Ao deixar entrar estudantes cujas moradas não correspondem à verdade, há estabelecimentos que estarão a deixar de fora alunos que realmente residem à porta da escola. Embora o assunto tenha assumido agora maior visibilidade, o JORNAL DE LEIRIA tem vindo há muito a reportar este problema, que se coloca tanto nos estabelecimentos de ensino particular como nos de ensino público.
Alguns pais alteram moradas para colocar os filhos em escolas mais centrais e com melhor reputação. Outros lamentam que a diferenciação comece na escola, quando aí mesmo deveriam ter início os princípios da inclusão.

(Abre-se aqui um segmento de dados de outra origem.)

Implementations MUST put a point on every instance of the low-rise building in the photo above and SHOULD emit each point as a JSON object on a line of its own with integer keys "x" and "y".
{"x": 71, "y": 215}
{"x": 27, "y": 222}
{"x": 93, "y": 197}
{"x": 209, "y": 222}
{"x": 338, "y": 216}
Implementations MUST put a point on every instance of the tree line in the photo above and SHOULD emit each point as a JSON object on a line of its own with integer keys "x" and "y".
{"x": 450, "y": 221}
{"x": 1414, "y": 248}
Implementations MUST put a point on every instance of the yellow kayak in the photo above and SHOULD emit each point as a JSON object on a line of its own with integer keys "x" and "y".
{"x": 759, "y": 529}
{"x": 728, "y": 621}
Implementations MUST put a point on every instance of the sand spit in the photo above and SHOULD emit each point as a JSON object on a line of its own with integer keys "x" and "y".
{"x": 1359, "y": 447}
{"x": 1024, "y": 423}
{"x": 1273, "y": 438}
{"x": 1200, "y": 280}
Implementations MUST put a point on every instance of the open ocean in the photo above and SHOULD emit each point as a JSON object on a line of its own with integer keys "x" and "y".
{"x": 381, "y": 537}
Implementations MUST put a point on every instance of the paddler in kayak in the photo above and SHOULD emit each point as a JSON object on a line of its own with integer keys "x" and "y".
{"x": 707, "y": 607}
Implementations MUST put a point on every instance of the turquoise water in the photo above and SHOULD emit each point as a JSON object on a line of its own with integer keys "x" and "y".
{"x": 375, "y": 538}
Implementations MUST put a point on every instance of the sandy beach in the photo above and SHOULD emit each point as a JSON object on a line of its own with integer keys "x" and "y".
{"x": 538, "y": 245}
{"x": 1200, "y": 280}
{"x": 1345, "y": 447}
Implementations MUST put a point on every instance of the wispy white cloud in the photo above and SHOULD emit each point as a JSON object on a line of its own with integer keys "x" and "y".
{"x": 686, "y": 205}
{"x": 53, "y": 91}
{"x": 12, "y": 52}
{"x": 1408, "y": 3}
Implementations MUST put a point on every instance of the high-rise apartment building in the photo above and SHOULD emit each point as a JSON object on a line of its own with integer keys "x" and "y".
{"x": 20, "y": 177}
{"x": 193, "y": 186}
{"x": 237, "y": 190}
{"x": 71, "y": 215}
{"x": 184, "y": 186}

Duas mães de Leiria, que preferem manter o anonimato, admitem ter mentido para assegurar a entrada das filhas em escolas que não pertenciam à sua área de residência. “A minha filha pertencia à Escola Secundária Afonso Lopes Vieira, dos Marrazes, mas preferia uma das escolas do centro de Leiria. Então dei a morada de uma amiga, que mora na cidade e essa amiga foi a encarregada de educação durante todo o ano”, admite a mãe.
Diz ter agido dessa forma por várias razões: “não existe autocarro directo entre o local onde reside e a Afonso Lopes Vieira, mas existe para aquela escola; e porque no centro há acesso facilitado à biblioteca municipal”.
[LER_MAIS] Como conseguiu? Com facilidade. A amiga da mãe só precisou de entregar um comprovativo de morada na escola. Quanto à mãe, só teve de justificar por que razão a encarregada de educação não era um dos pais.
Outra mãe explica como garantiu a entrada na filha numa secundária da cidade, quando esta tinha concluído o 9.º ano em Fátima. “Para não correr o risco de entrar nos Marrazes, e como os meus sogros moram no centro de Leiria, mudaram os contadores para o nome do meu marido.”
“Esta era a escola que ela queria, para onde iam os amigos, e a que tinha o ambiente social mais indicado até de acordo com os testes psicotécnicos que tinha feito”, argumenta a mãe, que reconhece que se trata de uma escola que “está na berra”, por “uma questão de moda e de status. Há, por outro lado, quem só tenha razões para lamentar a falsificação de moradas.
Uma mãe que reside nos Capuchos lamenta que o filho não tenha conseguido entrar nem na EB1 dos Capuchos, quando “tem a escola à porta”, nem na EB1 Amarela nem na EB1 Branca. É certo que só tem 5 anos e que os mais velhos terão prioridade, admite a mãe. “Mas teria vaga se não existisse um problema nos critérios de admissão que começa logo no pré-escolar”, acredita a encarregada de educação.
Esta mãe sabe de “pais que vão à repartição dizer que perderam cartões de cidadão para fazer novos, com morada falsa; mães que alugam apartamento numa área onde não residem para apresentar comprovativos de morada na escola; pais que preferem atrasar o percurso escolar dos filhos e mantê-los mais tempo no pré-escolar até garantirem vaga em determinada escola”.
Numa sociedade “que se quer diversificada e cosmopolita”, “a inclusão é só nos livros?”, “a escola promove a diferenciação?”, “as escolas não são todas iguais?”, questiona a mãe, que pede fiscalização. Até ao fecho de edição não foi possível ouvir o Ministério da Educação.
Difícil fiscalização
O director da Escola Secundária Afonso Lopes Vieira, Pedro Biscaia, considera que em Leiria não há elitização de secundárias, porque nos três estabelecimentos não se repetem cursos. O problema talvez se coloque em ciclos de ensino anteriores, motivado pela questão do transporte dos alunos, admite o professor.
Da direcção do Agrupamento de Escolas D. Dinis, Rodrigo Pereira rejeita que haja escolas de elite, mas antes “escolas centrais, de qualidade”, que tornam o agrupamento “muito solicitado”.
Quanto a moradas falsas,“acreditamos na boa fé e nos documentos que nos entregam”, explica o professor, notando que a norma é pedir facturas de contratos de água ou electricidade.
José Cunha, presidente da União das Freguesias de Leiria, Pousos, Barreira e Cortes, diz que, para efeitos escolares, a norma é emitir atestado de residência com base nos dados do cartão de cidadão. “As pessoas até poderão ir ao registo mudar as moradas só para poderem ter os alunos nalguma escola, mas isso já é entrar em incumprimento e isso não nos compete a nós fiscalizar”, salienta o autarca.